Selama empat bulan, memang belum banyak yang kami lakukan sebagai komunitas. Tapi kami bersyukur sampai di sini rutin berdiskusi tentang isu-isu perempuan dan lingkungan. Pada waktu itu, kami membuat series diskusi bernama WADON, kamudian bergegas mengadakan Sekolah Perempuan Payungi (SPP) Volume 1 untuk mendapatkan volunteer.

Hingga sekarang, kami bersama-sama rutin mengadakan Liqo Literasi setiap sabtu pagi. Membahas tema-tema perempuan dan lingkungan. Bersama-sama saling mengingatkan tentang apa saja yang berkaitan dengan kebaikan lingkungan dan kemaslahatan. Masih kecil, tapi kami ingin usaha ini dapat menularkan energi baik kepada lebih banyak orang.

Tentu saja, menulis hasil diskusinya menjadi penting untuk menyebarkan gagasan. Agar diealektika ilmu pengetahuan tetap berjalan. Agar semakin banyak perempuan lain yang ikut menyuarakan kebaikan.Namun sebenarnya  saya cukup telat memang menulis rangkuman seperti ini.

Pada mulanya, Mbak Luckty lah yang memberi contoh mencatat isi diskusi di caption instagram dan facebook. Ia memang sangat telaten, sebagai pustakwan sekolah ia terampil mengarsipkan apa saja termasuk isi diskusi kami selama Liqo Literasi. Aku kemudian terpanggil untuk menuliskan rangkuman ini sekarang. Yah meskipun telat, paling tidak lebih baik daripada nggak sadar sama sekali.

Minggu ini Liqo Literasi nya WES berlangsung online via zoom. Kami berdiskusi tentang Green Ramadan sampai lupa waktu. Ternyata ada banyak persoalan tentang peningkatan sampah makanan selama ramadan. Kadang kita nggak merasa, tapi lewat diskusi-diskusi kecil ini jadi melek tentang hal-hal kecil yang berdampak besar.

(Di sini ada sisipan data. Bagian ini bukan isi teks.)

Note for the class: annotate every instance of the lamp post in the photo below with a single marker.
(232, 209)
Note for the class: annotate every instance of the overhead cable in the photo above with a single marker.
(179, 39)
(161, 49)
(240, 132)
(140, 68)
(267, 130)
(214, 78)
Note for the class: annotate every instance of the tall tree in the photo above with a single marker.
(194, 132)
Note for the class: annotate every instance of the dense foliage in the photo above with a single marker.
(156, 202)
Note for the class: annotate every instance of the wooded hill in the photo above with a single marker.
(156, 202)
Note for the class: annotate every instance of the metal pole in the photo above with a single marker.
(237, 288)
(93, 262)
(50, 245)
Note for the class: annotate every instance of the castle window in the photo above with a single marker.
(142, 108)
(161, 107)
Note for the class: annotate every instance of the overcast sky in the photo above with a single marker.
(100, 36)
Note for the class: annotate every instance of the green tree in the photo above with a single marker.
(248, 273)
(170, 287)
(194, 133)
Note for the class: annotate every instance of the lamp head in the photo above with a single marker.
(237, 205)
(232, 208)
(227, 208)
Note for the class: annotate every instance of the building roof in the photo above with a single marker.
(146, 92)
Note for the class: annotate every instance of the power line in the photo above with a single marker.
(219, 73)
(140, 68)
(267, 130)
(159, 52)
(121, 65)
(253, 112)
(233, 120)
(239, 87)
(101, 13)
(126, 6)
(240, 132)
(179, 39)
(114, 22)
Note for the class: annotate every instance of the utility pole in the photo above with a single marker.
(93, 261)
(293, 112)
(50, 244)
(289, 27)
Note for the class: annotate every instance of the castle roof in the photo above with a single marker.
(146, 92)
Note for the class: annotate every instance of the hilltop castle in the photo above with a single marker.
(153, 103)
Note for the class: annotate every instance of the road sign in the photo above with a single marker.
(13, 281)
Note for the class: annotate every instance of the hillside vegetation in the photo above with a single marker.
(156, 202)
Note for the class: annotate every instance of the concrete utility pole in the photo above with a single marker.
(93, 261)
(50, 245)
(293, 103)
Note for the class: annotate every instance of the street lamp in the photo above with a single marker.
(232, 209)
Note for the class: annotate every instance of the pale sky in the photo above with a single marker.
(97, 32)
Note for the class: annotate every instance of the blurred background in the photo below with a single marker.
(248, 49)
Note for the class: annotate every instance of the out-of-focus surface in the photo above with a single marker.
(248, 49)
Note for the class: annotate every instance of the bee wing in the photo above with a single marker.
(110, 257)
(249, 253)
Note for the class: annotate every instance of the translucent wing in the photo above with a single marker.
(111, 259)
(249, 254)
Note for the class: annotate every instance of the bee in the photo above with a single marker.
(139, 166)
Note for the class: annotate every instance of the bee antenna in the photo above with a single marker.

Tanpa kita sadari, jiwa-jiwa konsumtif kita meningkat tajam saat ramadan dan menjelang idul fitri. Baik itu makanan, pakaian, maupun yang lain-lain. Sehingga industri tekstil meningkat, yang tentu saja limbahnya juga meningkat. Tanpa kita sadari, bulan suci yang penuh berkah dan kebahagiaan ini jadi kita kotori oleh napsu bukan?

Aku jadi tertohok juga ketika salah satu diantara kami, Zahwa Eza namanya,  mengatakan “Padahal puasa harusnya menahan hawa napsu. Tapi ini malah membesar-besarkan hawa napsu.”

Aku tercenung, kok kayaknya bener banget yaa. Kalau kita amati, anak-anak kecil yang sedang berlatih puasa sering ditanya oleh orang tuanya, akan berbuka puasa dengan apa. Kebanyakan dari anak kecil itu, akan menyebutkan makanan-makanan yang ia inginkan dalam kondisi ia sedang lapar dan haus. Akhirnya banyak makanan yang akan tersaji dan itu belum tentu habis.

Kita saja kalau masih siang sering merasa ingin makan ini dan itu. Tapi ketika waktu berbuka tiba, makan sedikit saja sudah kenyang. Jika dipaksa makan banyak, biasanya akan malas sembahyang tarawih.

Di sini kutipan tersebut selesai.